How to Hide Directories in Search?
-
I noticed bad 404 error links in Google Webmaster Tools and they were pointing to directories that do not have an actual page, but hold information.
Ex: there are links pointing to our PDF folder which holds all of our pdf documents. If i type in , example.com/pdf/ it brings up a unformated webpage that displays all of our PDF links.
How do I prevent this from happening. Right now I am blocking these in my robots.txt file, but if i type them in, they still appear.

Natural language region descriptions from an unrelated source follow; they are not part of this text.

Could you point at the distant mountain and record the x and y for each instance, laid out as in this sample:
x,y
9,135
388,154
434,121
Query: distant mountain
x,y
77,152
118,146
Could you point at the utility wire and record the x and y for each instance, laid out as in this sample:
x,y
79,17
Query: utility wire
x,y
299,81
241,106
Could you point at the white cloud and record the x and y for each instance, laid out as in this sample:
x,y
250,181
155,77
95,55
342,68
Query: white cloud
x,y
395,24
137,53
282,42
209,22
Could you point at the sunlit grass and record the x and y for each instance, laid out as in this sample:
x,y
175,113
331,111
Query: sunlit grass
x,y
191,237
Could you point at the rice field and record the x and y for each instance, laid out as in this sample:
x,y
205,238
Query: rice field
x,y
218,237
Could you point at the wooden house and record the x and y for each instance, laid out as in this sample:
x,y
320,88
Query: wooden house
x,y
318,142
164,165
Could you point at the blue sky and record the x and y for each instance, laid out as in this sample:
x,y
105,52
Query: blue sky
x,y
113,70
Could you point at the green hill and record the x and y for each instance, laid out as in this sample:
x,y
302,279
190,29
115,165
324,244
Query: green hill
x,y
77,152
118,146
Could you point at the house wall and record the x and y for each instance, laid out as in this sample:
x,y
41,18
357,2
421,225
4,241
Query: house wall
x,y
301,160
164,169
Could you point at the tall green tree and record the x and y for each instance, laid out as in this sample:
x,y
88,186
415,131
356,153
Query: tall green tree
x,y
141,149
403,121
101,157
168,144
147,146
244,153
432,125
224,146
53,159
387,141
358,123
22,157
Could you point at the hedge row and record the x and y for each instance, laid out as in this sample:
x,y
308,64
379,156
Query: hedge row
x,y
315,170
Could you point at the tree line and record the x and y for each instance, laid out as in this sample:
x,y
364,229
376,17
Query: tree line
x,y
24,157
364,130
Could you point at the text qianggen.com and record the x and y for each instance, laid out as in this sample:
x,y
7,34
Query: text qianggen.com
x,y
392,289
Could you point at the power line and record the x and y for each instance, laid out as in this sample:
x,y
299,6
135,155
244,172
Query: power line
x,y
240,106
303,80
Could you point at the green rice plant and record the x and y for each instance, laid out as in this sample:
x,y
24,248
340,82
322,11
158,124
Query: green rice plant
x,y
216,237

Or should I not worry about this?
-
Yes, a visit to example.com/dir should now return a 404 error (if you haven't done any redirecting/canonicalizing). This will increase your 404 count in Web Master tools but it's far preferable to the alternative. If you're not redirecting the robots.txt will eventually work and hopefully the links will just fall out of WMT.
-
My hosting company turned off directory browsing and now everything is how it should be. So to my understanding, if the server sees a file that does not have a index file, it should not be view able and should be forbidden. This shoujld not affect us from an SEO standpoint should it? My hosting company said they disabled all directories in our site, however everything still works, except for the forbidden file directories.
-
Basically it shouldn't really have an affect; those unformatted file listings are literally the web server automatically saying 'here's the files that are in this folder', there's no meta tags, description, on page elements, etc.
If you have these pages and they're ranking well, you generally don't want them to be. The automatic file browsing pages don't have your name, your company, etc. in them, and they're generally pretty ugly. They also theoretically could be 'stealing' juice from your 'real' pages, if your internal structure isn't flowing relevance properly.
Basically what I'm saying is that if these pages are having some kind of SEO effect, you probably don't want them to be since they're so basic.
Also I can't overstate the security concerns that directory browsing might be introducing. If someone can directory browse to where your code lives (.php, .aspx.vb, whatever) they may be able to read it. Code sometimes has important things like logins, passwords, merchant account ids, etc. in it that you definitely don't want people reading.
-
Agreed with Valerie that step 1 is to turn off those directory listing pages - that can be a security issue and you don't necessarily want people to see/access the whole list. Also, make doubly sure you don't have any internal links to that directory (Google crawled it somehow).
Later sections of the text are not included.